Le « roaming » ou comment les meilleurs défenseurs ne défendent plus les meilleurs attaquants

par Florian Tixier

Qu’est-ce qu’un bon défenseur ? Celui capable de contres, celui capable de couper un joueur de la balle ou simplement celui qui décide de s’occuper de la star adverse. Depuis la création des sports collectifs, il est de notoriété publique qu’envoyer son meilleur défenseur sur le meilleur attaquant adverse est la meilleure stratégie possible pour un coach, stratégie aujourd’hui désarçonnée par certaines franchises NBA. Hérésie ou génie ? Explications.

Le roaming du verbe anglais « to roam » que l’on pourrait traduire par errer, vagabonder ou trainer dans.
Ce verbe est aujourd’hui associé à une stratégie défensive qui fait ses preuves depuis des années.
Cette option défensive consiste majoritairement à placer son grand défenseur le plus mobile, verticalement et horizontalement, non pas sur le joueur star mais sur un attaquant faible en l’associant à une zone particulière du terrain.
Cette zone lui permet de défendre son cercle majoritairement mais également de combler chaque brèche de la défense par les aides côté faible : soit l’inverse d’une box and one où 4 joueurs sont en zone, on a ici un seul joueur en « zone » quand le reste défend les meilleurs attaquants adverses.
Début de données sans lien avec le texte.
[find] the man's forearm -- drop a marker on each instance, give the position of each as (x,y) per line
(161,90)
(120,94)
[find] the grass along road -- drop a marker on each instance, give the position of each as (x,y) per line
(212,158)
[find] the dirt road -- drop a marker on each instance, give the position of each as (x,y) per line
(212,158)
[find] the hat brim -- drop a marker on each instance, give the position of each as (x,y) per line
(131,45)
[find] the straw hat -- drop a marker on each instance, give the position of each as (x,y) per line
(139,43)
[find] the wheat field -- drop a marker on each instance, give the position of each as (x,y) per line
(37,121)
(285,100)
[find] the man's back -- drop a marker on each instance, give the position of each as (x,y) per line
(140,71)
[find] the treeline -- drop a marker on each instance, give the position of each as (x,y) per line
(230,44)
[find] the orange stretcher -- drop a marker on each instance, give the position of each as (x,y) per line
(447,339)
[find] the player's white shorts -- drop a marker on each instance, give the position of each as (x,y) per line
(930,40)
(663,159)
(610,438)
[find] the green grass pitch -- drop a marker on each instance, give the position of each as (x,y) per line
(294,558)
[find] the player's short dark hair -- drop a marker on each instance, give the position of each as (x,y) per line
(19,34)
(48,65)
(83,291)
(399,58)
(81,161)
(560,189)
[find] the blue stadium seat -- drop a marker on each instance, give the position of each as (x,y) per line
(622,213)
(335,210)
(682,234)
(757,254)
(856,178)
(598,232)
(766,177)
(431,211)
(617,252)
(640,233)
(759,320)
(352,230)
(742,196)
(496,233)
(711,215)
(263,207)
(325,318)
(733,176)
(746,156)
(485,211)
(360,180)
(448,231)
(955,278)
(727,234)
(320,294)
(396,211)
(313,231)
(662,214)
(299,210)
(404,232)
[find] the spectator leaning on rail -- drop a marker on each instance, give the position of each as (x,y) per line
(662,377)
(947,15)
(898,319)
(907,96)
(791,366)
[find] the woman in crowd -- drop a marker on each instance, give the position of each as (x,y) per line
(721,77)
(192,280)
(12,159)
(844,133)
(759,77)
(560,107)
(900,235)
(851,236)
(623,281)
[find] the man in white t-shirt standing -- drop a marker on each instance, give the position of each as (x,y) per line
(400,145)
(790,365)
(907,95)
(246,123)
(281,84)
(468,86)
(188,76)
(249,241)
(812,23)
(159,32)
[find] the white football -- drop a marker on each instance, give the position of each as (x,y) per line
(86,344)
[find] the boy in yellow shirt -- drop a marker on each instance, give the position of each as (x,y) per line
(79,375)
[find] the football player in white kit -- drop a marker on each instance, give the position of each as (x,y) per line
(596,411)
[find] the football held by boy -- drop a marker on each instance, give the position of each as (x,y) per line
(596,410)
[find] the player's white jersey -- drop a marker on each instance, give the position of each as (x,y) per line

Jaren Jackson Jr : défenseur de l’année et si loin de la star adverse ?

Jaren Jackson Jr, parmi les favoris DPOY 2023 est l’incarnation de cette stratégie du Roaming actuellement. Comme on le disait dans un article précédent, le retour du block panther a fait passer la défense de Memphis à l’étape supérieure, la plaçant aujourd’hui troisième en defensive rating de toute la ligue.
JJJ fait partie des défenseurs les plus monstrueux et polyvalents de la ligue, avec un statut de meilleur contreur, d’un joueur capable de switcher sur chaque poste, un QI défensif impressionnant et capable d’une surprenante manipulation défensive visuelle et corporelle, c’est une ancre sur laquelle basée une top défense. Son combo taille, longueur, mobilité et timing en font un joueur qu’on rêve de mettre sur la star adverse.

Et pourtant, il ne défend ni sur Steph Curry, Luka Doncic, LeBron James, Giannis Antetokounmpo ou Joel Embiid. Taylor Jenkins serait-il donc fou de se passer d’une arme défensive de destruction massive en l’éloignant de la balle à appliquer ce fameux roaming ?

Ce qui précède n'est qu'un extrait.